Hakkaniyet Bakanı Bozdağ, “Bazıları ‘biz getirdik, şöyleki, bu şekilde’ diyenler var. Yanlışsa, biz getirdiysek düzelteceğiz. İşte hocalar, akademisyenler, kim ne derse desin. Ben yargıya bakacağım. Yanlış mı yanlış, değiştireceğiz. Sonuçlara bakacağız, bizim milletimizin beklediği neticeleri mı değil mi, değiştireceğiz. Onlar da yazı yazsınlar. Ikimiz de işimizi yapacağız” diye konuştu.

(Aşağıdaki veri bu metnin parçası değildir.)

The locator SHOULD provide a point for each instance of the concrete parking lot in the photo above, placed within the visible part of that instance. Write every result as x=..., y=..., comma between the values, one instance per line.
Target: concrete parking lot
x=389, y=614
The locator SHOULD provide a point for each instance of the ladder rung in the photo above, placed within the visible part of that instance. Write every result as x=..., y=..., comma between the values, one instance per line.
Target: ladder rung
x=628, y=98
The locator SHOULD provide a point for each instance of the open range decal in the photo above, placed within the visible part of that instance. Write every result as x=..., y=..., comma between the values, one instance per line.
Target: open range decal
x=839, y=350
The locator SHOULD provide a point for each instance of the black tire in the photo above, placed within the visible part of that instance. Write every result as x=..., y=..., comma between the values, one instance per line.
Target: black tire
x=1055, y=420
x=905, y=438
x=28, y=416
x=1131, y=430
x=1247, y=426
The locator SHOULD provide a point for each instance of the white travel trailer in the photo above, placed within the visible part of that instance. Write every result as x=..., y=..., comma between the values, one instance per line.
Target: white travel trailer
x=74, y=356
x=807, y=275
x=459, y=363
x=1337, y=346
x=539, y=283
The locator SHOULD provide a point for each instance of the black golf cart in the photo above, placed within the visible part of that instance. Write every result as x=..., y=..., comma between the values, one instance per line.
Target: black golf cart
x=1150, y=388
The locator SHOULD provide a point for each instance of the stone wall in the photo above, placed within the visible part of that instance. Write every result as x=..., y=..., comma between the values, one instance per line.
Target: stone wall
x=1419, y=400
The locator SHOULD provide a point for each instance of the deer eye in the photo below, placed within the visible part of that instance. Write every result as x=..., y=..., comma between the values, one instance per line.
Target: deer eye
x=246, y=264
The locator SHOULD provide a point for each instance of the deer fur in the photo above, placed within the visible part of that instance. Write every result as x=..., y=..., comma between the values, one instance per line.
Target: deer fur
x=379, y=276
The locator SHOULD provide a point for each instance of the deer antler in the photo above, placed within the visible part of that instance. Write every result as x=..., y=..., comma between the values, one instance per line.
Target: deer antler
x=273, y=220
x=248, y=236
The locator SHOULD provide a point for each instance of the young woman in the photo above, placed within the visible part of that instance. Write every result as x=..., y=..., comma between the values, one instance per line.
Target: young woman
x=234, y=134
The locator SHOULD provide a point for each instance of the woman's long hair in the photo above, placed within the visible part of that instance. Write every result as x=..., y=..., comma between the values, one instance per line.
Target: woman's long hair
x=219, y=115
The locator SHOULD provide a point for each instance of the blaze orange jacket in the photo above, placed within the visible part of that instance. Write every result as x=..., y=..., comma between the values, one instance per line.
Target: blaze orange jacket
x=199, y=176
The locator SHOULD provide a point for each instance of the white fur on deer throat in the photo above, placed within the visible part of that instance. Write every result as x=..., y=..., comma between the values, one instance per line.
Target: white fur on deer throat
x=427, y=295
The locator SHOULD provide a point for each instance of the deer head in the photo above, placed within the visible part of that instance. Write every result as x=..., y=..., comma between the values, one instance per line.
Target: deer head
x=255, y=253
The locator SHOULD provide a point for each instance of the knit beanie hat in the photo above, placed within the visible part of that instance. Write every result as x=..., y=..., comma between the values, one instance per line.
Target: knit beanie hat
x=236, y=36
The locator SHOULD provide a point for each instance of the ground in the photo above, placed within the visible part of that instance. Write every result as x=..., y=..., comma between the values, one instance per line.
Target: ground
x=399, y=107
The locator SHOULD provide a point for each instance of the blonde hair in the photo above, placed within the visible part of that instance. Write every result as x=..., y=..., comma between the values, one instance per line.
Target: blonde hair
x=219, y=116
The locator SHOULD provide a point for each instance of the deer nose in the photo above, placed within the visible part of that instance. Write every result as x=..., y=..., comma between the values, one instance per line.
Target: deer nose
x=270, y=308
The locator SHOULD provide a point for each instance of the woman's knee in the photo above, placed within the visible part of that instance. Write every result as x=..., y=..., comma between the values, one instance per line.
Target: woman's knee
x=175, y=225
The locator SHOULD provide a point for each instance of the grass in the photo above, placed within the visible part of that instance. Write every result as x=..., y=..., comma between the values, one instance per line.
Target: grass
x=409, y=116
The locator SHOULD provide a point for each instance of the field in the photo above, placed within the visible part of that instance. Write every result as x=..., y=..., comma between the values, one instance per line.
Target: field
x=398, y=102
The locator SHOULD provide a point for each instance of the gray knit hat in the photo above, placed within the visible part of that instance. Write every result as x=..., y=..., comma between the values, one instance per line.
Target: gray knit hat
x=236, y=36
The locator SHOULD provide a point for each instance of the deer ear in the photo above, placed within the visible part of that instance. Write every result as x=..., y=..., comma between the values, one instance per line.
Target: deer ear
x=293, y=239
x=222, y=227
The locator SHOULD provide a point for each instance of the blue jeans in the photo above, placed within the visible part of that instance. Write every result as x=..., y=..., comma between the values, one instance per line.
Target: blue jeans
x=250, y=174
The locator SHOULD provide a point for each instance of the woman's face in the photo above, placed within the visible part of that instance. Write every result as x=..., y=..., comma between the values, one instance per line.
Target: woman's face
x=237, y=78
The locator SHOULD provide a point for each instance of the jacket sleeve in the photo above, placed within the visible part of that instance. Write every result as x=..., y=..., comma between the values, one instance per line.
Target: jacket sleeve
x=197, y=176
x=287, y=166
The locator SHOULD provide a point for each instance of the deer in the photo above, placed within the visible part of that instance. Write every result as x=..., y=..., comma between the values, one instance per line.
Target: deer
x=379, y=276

Bozdağ, yapmış olduğu konuşmada, adaleti ayakta tutmanın yalnız yargı kararlarıyla mümkün olmadığını, bunun her insanın ortak görevi bulunduğunu altını çizdi. Amaçlarının yargıdan memnuniyeti ve yargıya duyulan itimatı daha ileriye taşımak bulunduğunu belirten Bozdağ, hakimlerin ve savcıların verdiği kararların eleştirilebileceğini, yargı kararlarının eleştirilemez mukaddes metinler olmadığını beyan etti.
Eleştiri yaparken hakim ve savcılara haksız şekilde saldırmanın, hakaret etmenin, onları itham etmenin, suçlamanın kabul edilemeyeceğini dile getiren Bekir Bozdağ, şöyleki konuştu:
“Hepimiz değerlendirmesini meydana getirecek fakat şahsiyet yapmadan meydana getirecek, temiz bir üslupla meydana getirecek, muhataplarını itham ederek değil, muhataplarına saygı duyarak bunu meydana getirecek. Eğer bu usulü, bu incelikleri göz ardı ederlerse o süre yargıya da adalete de en büyük kötülüğü hep birlikte yapmış oluruz. Yargının bu kadar hırpalanması, verdiği kararlar sebebiyle sonucu bilmeden, gerekçeyi okumadan, dosyadaki delilleri görmeden, hakimin yada savcının ne söylediğine bakmadan yalnız toplumsal medyada ya da da gazetelerde ya da da siyasal taraftarlık terazisinde tartılan değerlendirmeler çerçevesinde yargıya hücum etmek fazlaca büyük bir haksızlık. Esasında adalete saldırmaktır bu hem de. Yargıya itimat duygularının zedelenmesine destek vermektir. Adalete güvenin ortadan kalkmasına destek vermektir. Elbet yargıya güveneceğiz. Kime güveneceğiz Elbet yargının verdiği kararlarla ilgili bizim de eleştirilerimiz olacak fakat bu tarz şeyleri hakaret etmeden, şahsileştirmeden, siyasallaştırmadan, hukuk içinde ve hukuka uygun şekilde, bizim terbiye ve kültürel değerlerimizle bağdaşır bir şekilde yapmamız lazım.”